Cruz is also a Canadian citizen, according to the Canadian law experts the Morning News spoke with. Under the Citizenship Act of 1947, anyone born in Canada is automatically granted citizenship at birth unless their parent was a foreign diplomat. (Cruz’s parents were not.) Or, more simply, as University of Montreal law professor France Houle put it: “If a child was born in the territory, he is Canadian, period.”

There’s nothing in the U.S. Constitution that bars anyone with dual citizenship from becoming president, but the simple fact that Cruz could claim a Canadian passport or one day vote in a parliamentary election is unlikely to sit well with those who were already doing their best to dub him “Canadian Ted.” Still, there appears to be an easy fix if Cruz wants one: He can formally renounce his Canadian citizenship by filling out a four-page form and paying $100.

Whether Cruz will do that, however, remains to be seen.
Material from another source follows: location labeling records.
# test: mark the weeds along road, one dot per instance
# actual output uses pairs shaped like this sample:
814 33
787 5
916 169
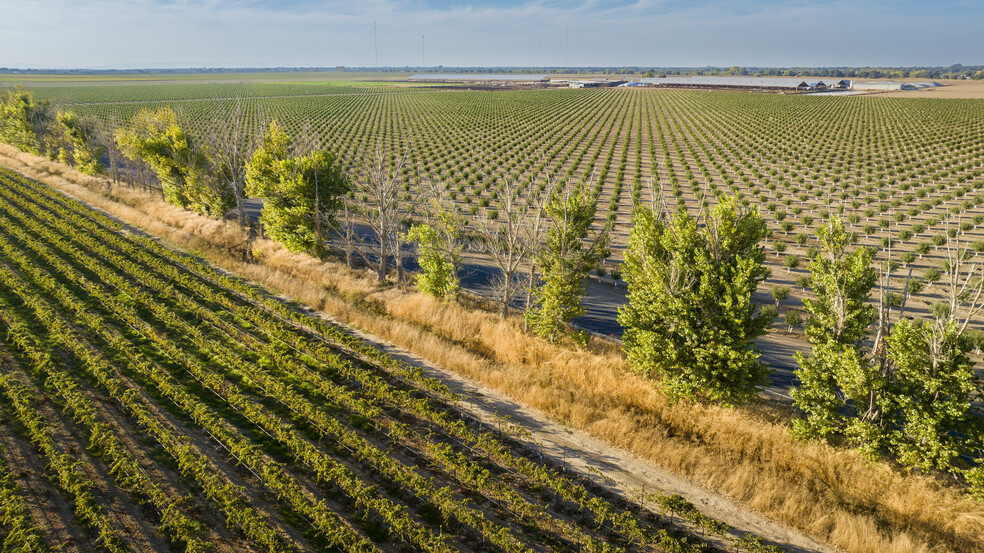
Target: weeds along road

As of Sunday night, his office claimed to be unaware that the Texas Republican is technically still a Canadian citizen. “Senator Cruz became a U.S. citizen at birth, and he never had to go through a naturalization process after birth to become a U.S. citizen,” spokeswoman Catherine Frazier told the Morning News. “To our knowledge, he never had Canadian citizenship, so there is nothing to renounce.”